Si ça fonctionne, l'accusée, qui fait face à des accusations de trafic de marijuana durant quatre mois en 2014 et de possession de PCP et d'hydromorphone (dérivé de morphine), pourrait régler immédiatement ses premiers dossiers devant le tribunal. Les deux procureurs se sont déjà entendus pour soumettre une peine en société à la condition que l'accusée suive une thérapie fermée de six mois.

« C'est la seule façon qu'elle peut s'en sortir. Ma cliente semble être devenue, depuis quelques années, une grande consommatrice de stupéfiants. Là où nous sommes inquiets, c'est qu'elle semble consommer la même drogue que ses deux amis décédés au début du mois de décembre », précise Me Gagnon, dont la cliente ne possède aucun antécédent judiciaire.

En fait, la Couronne et la défense craignent qu'Élyse Vaillancourt ne prenne du PCP, cette drogue dure dont la qualité est remise en cause et qui pourrait être à l'origine des décès d'Éric Migneault et Allen Tremblay. Ces deux hommes ont rendu l'âme dans leur appartement de la rue Morin, à Chicoutimi, dans un intervalle d'environ 36 heures.

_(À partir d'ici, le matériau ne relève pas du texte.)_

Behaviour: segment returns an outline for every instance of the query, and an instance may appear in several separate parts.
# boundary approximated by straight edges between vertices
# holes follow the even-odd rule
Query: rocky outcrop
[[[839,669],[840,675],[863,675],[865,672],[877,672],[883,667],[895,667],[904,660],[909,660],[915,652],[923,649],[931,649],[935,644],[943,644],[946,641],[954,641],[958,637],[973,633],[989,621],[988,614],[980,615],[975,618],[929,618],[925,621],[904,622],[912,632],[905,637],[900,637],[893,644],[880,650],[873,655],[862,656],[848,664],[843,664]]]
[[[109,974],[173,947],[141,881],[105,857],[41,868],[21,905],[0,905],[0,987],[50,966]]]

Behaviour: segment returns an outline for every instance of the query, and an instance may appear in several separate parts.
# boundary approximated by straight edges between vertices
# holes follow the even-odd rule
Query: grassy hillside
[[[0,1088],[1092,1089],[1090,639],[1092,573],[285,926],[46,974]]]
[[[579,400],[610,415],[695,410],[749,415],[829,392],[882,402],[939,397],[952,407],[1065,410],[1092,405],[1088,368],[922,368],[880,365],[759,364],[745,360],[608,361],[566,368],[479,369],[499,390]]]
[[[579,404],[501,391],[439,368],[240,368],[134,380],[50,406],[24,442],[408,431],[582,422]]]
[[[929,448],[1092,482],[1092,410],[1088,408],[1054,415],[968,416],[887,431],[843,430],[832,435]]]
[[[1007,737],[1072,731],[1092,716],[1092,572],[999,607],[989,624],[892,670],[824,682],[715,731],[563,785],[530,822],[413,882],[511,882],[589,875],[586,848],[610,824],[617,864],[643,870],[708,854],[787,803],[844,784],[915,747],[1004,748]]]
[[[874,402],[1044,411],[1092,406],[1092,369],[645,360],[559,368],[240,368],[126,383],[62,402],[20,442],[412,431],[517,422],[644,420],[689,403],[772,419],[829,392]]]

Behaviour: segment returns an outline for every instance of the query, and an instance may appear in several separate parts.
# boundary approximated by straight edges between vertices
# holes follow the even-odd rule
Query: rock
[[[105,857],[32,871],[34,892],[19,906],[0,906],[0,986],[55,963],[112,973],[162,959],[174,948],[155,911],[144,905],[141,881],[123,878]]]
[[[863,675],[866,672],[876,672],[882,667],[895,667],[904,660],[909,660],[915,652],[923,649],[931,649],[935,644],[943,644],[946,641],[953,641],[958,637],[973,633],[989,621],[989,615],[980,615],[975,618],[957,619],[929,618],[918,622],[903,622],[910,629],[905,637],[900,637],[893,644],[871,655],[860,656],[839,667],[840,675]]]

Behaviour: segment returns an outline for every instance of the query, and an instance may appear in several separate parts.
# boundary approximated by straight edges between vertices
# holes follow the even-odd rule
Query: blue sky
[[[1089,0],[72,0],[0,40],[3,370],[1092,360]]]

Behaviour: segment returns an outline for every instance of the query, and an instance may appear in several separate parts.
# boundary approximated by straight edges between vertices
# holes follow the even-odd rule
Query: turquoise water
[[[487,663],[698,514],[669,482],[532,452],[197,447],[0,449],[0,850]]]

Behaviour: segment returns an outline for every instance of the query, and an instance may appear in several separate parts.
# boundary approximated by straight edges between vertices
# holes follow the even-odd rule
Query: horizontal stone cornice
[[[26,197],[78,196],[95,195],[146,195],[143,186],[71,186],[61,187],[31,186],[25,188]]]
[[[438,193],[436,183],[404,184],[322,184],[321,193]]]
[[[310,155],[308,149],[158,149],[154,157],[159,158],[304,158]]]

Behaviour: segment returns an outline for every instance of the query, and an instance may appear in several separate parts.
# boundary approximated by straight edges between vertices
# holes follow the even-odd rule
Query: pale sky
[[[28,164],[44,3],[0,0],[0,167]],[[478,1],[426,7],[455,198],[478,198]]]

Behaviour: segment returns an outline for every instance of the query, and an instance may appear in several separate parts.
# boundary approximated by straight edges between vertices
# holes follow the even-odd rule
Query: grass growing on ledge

Même si la jeune femme ne démontre pas beaucoup de motivation pour la thérapie, le juge Simard a accepté le principe de l'assigner pour six mois si elle est acceptée.

Il faut dire que l'accusée a un comportement suicidaire et consomme des drogues dures de façon excessive. Elle a déjà fait une surdose en août dernier. Elle avait été soignée à la dernière minute.

« Nous pensons qu'elle peut être sauvée, mais elle a besoin d'aide », a conclu Me Gagnon.